Wenn der Rahmenlehrplan WAT wirklich an allen Schulen umgesetzt würde, wären wir zumindest ein großes Stück weiter. In Berlin gibt es das Fach leider nur von Klasse 7 bis 10 an Integrierten Sekundarschulen (ISS). In Grundschulen, Gymnasien und der Oberstufe der ISS fehlt ein entsprechendes Pflichtangebot meist. Auch in der Unterstufe der ISS wird die Verbraucherbildung zugunsten der sogenannten PISA-Fächer oft an den Rand gedrängt.

2. Ein eigenes Fach Verbraucherbildung ist nicht vorgesehen. Ein Fehler?

Nein. In Berlin und Brandenburg hat sich WAT bewährt. Es taugt als Leitfach zur Verbraucherbildung. Zumal es daneben ein von uns mit entwickeltes, fächerübergreifendes „Basiscurriculum Verbraucherbildung“ geben wird: Der Sportlehrer kann damit Grundlagen der gesunden Ernährung vermitteln, die Mathelehrerin Finanzkompetenzen, der Informatiklehrer Medienkompetenz. Ausgerichtet jeweils am Leitbild eines nachhaltigen Konsums.

3. Gab es während der Arbeit an den Lehrplänen viele strittige Punkte?

Dass WAT zur Bildung für Nachhaltige Entwicklung beiträgt, war unstrittig. Aber: In Brandenburg ist WAT anders als in Berlin Gymnasialfach. Da gibt es die Sorge, das WAT zum praktischen Fach für „Lernschwache“ reduziert wird. In Berlin befürchtet man demgegenüber, dass der aufwändige Ansatz, ökonomische und technische Bildung integrativ in praktischer Projektarbeit zu vermitteln, an den Rand gedrängt wird. Das ist letztlich ein Konflikt zwischen buchbezogener und materieller Lernkultur. Beide Kulturen können sich aber gut ergänzen. Darin liegt ein Schlüssel zum Erfolg bei der weiteren Umsetzung.

4. Wer Verbraucherbildung unterrichten will, muss selbst fit in diesen Fragen sein. Sind das die Lehrkräfte in Berlin und Brandenburg?

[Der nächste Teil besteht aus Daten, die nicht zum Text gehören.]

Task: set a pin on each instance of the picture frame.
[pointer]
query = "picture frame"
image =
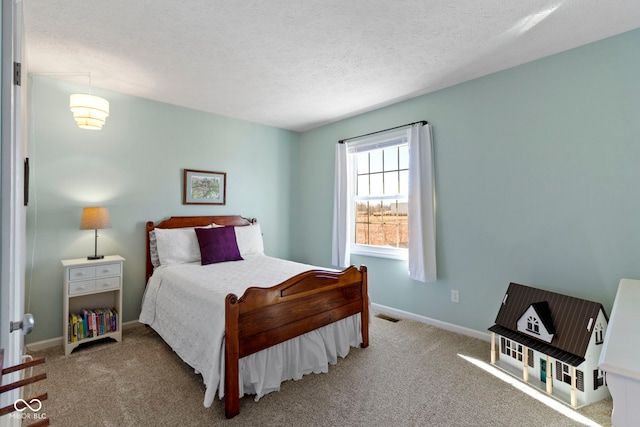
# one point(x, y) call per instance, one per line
point(204, 187)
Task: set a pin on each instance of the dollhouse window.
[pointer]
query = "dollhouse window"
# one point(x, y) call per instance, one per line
point(512, 348)
point(563, 373)
point(533, 325)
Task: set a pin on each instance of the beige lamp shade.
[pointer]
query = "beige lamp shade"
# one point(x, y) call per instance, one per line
point(89, 111)
point(95, 218)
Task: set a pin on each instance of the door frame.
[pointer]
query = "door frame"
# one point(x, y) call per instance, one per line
point(12, 209)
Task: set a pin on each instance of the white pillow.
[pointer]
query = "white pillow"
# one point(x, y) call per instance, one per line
point(177, 245)
point(249, 238)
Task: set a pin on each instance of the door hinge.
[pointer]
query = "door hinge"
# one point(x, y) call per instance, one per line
point(17, 73)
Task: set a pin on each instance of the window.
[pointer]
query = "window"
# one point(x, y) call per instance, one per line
point(563, 373)
point(384, 191)
point(533, 325)
point(512, 348)
point(380, 199)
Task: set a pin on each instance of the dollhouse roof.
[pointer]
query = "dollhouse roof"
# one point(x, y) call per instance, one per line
point(572, 319)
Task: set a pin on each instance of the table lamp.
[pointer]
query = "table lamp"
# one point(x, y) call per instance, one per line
point(95, 218)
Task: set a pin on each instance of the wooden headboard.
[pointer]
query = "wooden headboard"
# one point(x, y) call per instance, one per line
point(192, 221)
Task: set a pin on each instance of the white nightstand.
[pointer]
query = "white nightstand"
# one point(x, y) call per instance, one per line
point(92, 284)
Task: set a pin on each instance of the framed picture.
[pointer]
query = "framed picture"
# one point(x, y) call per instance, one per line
point(204, 188)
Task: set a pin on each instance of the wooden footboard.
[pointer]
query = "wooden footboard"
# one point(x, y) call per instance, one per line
point(263, 317)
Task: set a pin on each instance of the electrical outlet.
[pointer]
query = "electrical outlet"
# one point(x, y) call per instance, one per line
point(455, 296)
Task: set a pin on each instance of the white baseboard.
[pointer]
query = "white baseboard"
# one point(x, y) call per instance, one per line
point(54, 342)
point(485, 336)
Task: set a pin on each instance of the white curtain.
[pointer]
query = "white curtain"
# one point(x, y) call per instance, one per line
point(422, 218)
point(340, 251)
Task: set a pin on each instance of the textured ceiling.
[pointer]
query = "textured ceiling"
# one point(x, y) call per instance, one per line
point(299, 64)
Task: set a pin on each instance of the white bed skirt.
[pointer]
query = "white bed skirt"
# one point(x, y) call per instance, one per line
point(313, 352)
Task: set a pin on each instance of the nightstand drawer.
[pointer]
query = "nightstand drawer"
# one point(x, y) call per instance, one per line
point(108, 283)
point(82, 287)
point(108, 270)
point(81, 273)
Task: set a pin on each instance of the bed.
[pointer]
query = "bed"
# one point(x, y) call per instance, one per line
point(291, 319)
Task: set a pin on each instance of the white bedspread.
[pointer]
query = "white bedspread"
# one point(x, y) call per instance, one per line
point(184, 303)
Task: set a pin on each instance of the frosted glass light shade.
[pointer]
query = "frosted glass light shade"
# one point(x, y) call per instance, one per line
point(89, 111)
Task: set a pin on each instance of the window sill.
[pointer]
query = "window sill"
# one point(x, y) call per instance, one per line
point(378, 252)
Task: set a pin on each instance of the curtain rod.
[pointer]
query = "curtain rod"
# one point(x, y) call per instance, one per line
point(424, 122)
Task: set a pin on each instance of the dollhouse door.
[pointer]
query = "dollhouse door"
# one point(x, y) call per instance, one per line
point(543, 370)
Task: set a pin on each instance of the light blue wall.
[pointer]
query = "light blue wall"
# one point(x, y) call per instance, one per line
point(537, 176)
point(134, 167)
point(536, 173)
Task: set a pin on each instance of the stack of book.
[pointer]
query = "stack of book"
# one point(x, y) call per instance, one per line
point(92, 322)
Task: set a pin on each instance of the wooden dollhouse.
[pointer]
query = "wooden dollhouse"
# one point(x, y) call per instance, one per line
point(552, 342)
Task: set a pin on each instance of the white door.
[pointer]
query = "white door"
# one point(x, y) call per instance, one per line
point(12, 209)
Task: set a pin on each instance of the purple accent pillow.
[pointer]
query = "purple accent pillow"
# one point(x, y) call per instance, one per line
point(218, 244)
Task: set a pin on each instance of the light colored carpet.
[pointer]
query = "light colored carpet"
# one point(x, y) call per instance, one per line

Die Stärke des Faches WAT ist seine inhaltliche Breite – und das ist gleichzeitig auch die größte Herausforderung. Je nach gewählter Vertiefungsrichtung kommen bestimmte Aspekte der Verbraucherbildung in der Lehrerausbildung bei uns zwangsläufig zu kurz. Zudem unterrichtet derzeit fast die Hälfte der Lehrkräfte im Fach WAT in Berlin komplett fachfremd. An zusätzlichen Weiterbildungsangeboten für die Verbraucherbildung kommen deswegen auch die Universitäten nicht vorbei.

5. Wann der neue Lehrplan in Kraft tritt, ist noch unklar. Wo hakt es? 

Jetzt haben ja erstmal alle Fächer ein weiteres Jahr für die Weiterentwicklung. Die neuen Rahmenlehrpläne sollen dann zum Schuljahr 2017/18 in Kraft treten. Bis dahin sollten die angedeuteten Konflikte überwunden sein, zum Vorteil auch der Verbraucherbildung. Die TU Berlin wird sich hier gerne weiter einbringen.